31 KNOTS: "Trump Harm" (2011, Polyvinyl, Goodfellas)
Potremmo definirlo l'ennesimo caleidoscopio post-punk rock questo ultimo lavoro a firma 31 Knots. Bisogna ammettere che il trio di Portland ce l' ha messa davvero tutta per condensare al meglio un background davvero vasto dal quale emerge con forza l'influenza tanto della prima wave inglese quanto quella del college-rock e del math-rock di matrice nordamericana. Un disco sicuramente onesto, nel quale 31 Knots hanno investito senza dubbio in impegno e passione, ma che non sembra destinato a lasciare un segno indelebile nella storia della musica indipendente.
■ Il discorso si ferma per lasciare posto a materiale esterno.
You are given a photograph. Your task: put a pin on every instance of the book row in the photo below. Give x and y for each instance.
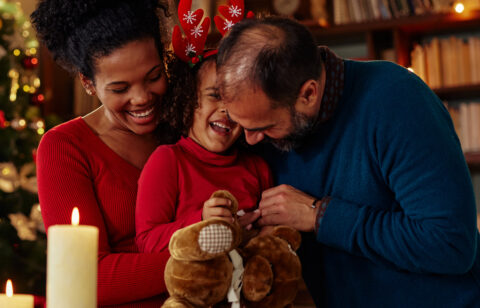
(356, 11)
(466, 119)
(448, 62)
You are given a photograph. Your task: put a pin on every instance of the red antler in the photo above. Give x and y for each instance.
(232, 13)
(190, 47)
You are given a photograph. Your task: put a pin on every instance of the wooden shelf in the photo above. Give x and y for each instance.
(459, 92)
(426, 23)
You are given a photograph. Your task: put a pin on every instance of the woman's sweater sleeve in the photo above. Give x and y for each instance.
(64, 182)
(157, 197)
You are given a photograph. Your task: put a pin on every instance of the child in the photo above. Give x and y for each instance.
(177, 180)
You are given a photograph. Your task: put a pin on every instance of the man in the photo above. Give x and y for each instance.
(370, 169)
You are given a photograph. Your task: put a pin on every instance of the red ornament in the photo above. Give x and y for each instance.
(195, 60)
(38, 99)
(2, 119)
(30, 62)
(195, 32)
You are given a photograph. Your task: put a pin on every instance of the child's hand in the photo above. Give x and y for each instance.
(217, 208)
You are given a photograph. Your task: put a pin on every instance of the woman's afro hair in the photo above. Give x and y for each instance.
(76, 32)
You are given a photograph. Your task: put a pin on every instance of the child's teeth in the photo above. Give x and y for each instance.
(142, 114)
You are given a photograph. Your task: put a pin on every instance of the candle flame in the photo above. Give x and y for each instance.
(75, 216)
(459, 7)
(9, 288)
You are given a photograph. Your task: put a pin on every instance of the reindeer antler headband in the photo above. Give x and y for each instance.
(191, 47)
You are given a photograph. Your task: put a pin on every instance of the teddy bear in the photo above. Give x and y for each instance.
(206, 255)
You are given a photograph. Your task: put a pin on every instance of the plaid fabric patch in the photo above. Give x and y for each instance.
(215, 238)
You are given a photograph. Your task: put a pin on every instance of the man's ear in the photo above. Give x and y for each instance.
(307, 101)
(87, 84)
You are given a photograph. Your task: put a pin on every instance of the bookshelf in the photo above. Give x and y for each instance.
(399, 35)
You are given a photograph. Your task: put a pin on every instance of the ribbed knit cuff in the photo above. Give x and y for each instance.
(322, 207)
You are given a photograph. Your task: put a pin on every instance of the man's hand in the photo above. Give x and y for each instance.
(285, 205)
(217, 208)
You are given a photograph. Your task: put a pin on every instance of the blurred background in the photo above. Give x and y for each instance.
(437, 39)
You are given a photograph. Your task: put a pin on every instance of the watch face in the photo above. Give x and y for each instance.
(286, 7)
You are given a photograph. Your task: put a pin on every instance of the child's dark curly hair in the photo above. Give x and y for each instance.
(77, 32)
(183, 86)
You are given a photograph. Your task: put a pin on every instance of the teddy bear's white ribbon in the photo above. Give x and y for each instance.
(237, 279)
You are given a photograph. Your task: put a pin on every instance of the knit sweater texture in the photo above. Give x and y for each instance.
(178, 179)
(400, 229)
(76, 169)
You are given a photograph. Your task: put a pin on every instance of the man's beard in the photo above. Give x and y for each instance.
(302, 125)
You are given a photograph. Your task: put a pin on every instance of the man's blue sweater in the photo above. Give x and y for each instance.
(400, 229)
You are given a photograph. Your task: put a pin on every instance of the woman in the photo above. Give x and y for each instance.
(93, 162)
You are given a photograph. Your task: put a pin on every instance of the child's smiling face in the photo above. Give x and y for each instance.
(211, 127)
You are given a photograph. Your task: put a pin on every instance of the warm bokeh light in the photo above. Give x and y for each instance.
(75, 216)
(459, 7)
(6, 171)
(9, 288)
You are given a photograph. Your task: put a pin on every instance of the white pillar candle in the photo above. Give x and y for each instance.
(72, 265)
(9, 300)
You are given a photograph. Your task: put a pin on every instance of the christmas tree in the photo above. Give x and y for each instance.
(22, 237)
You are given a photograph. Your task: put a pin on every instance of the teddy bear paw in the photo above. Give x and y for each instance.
(204, 240)
(215, 238)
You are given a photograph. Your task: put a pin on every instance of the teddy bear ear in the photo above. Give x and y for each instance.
(288, 234)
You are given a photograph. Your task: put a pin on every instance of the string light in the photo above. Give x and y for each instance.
(459, 7)
(6, 171)
(13, 74)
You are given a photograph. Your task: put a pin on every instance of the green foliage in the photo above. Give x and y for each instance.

L'avere adottato (ormai da qualche anno) l'uso del campionatore e un approccio più post-prodotto durante le fasi di editing e missaggio non appare sufficiente a rendere "Trump Harm" un buon album, vuoi per la poca originalità per quel che riguarda l'aspetto melodico e la struttura delle canzoni, vuoi per una sezione ritmica a cui mancano spesso doti di incisività e vuoi ancora per un sound mai pienamente convincente.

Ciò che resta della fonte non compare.